Recommended approach for downsampling 44.1kHz audio to 16kHz to ensure accurate results?

Hi there,

I’m currently working with movie clip data. I would like to convert the audio dialogue to text. All clips are in english so I’m hoping I can just use the pre-trained DeepSpeech model.

However, I’m currently getting “gibberish” when I run my audio clips through the model. My concern is that the downsampling I’ve used causes information loss/corruption (even though the clip sounds fine when played).

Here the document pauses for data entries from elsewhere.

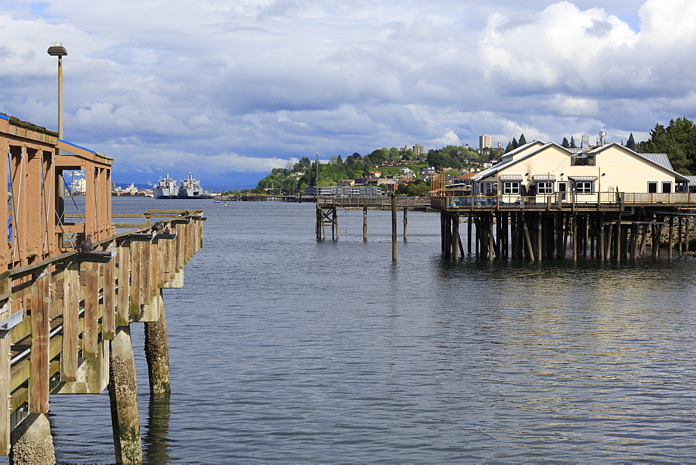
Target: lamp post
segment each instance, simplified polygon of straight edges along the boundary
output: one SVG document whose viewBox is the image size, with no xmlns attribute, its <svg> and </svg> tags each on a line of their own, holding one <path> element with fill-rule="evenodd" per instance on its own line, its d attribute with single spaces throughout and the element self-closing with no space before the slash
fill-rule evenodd
<svg viewBox="0 0 696 465">
<path fill-rule="evenodd" d="M 53 45 L 48 47 L 48 54 L 58 57 L 58 139 L 63 139 L 63 57 L 68 55 L 68 50 L 63 45 Z M 57 144 L 56 144 L 57 145 Z M 61 149 L 56 147 L 56 156 L 61 155 Z M 63 178 L 63 171 L 61 171 L 56 178 L 56 219 L 58 224 L 64 223 L 65 195 L 63 184 L 65 180 Z M 58 179 L 63 182 L 59 182 Z M 63 245 L 63 235 L 58 233 L 58 243 L 59 246 Z"/>
<path fill-rule="evenodd" d="M 68 50 L 63 45 L 48 47 L 48 54 L 58 57 L 58 138 L 63 139 L 63 57 Z"/>
</svg>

Can someone suggest the correct way to downsample please? I’m guessing someone must have solved this but couldn’t find anything conclusive on the forums

This is my workflow:

  • pretrained model is 0.5.0
  • extract audio files from the video file using ffmpeg. ffmpeg -i original.avi -ab 160k -ac 1 -ar 16000 -vn audio.wav. The clips are at 44.1kHz before extraction and 16kHz after
  • Run inference on the file using:
deepspeech --model models/output_graph.pbmm --alphabet models/alphabet.txt --lm models/lm.binary --trie models/trie --audio sox_out.wav 

This is the soxi of the audio file before downsampling

Input File     : 'audio.wav'
Channels       : 2
Sample Rate    : 44100
Precision      : 16-bit
Duration       : 00:01:48.51 = 4785408 samples = 8138.45 CDDA sectors
File Size      : 19.1M
Bit Rate       : 1.41M
Sample Encoding: 16-bit Signed Integer PCM

and this is soxi after downsampling

Input File     : 'audio_down.wav'
Channels       : 1
Sample Rate    : 16000
Precision      : 16-bit
Duration       : 00:01:48.51 = 1736202 samples ~ 8138.45 CDDA sectors
File Size      : 3.47M
Bit Rate       : 256k
Sample Encoding: 16-bit Signed Integer PCM

Thanks for your help!

Just out of curiosity, do you get better results with 0.4.1? Most of my files are down-converted and 0.5 causes gibberish on some where 0.4.1 produced bad results, but results that could at least be recognized as a sentence with some of the words correct.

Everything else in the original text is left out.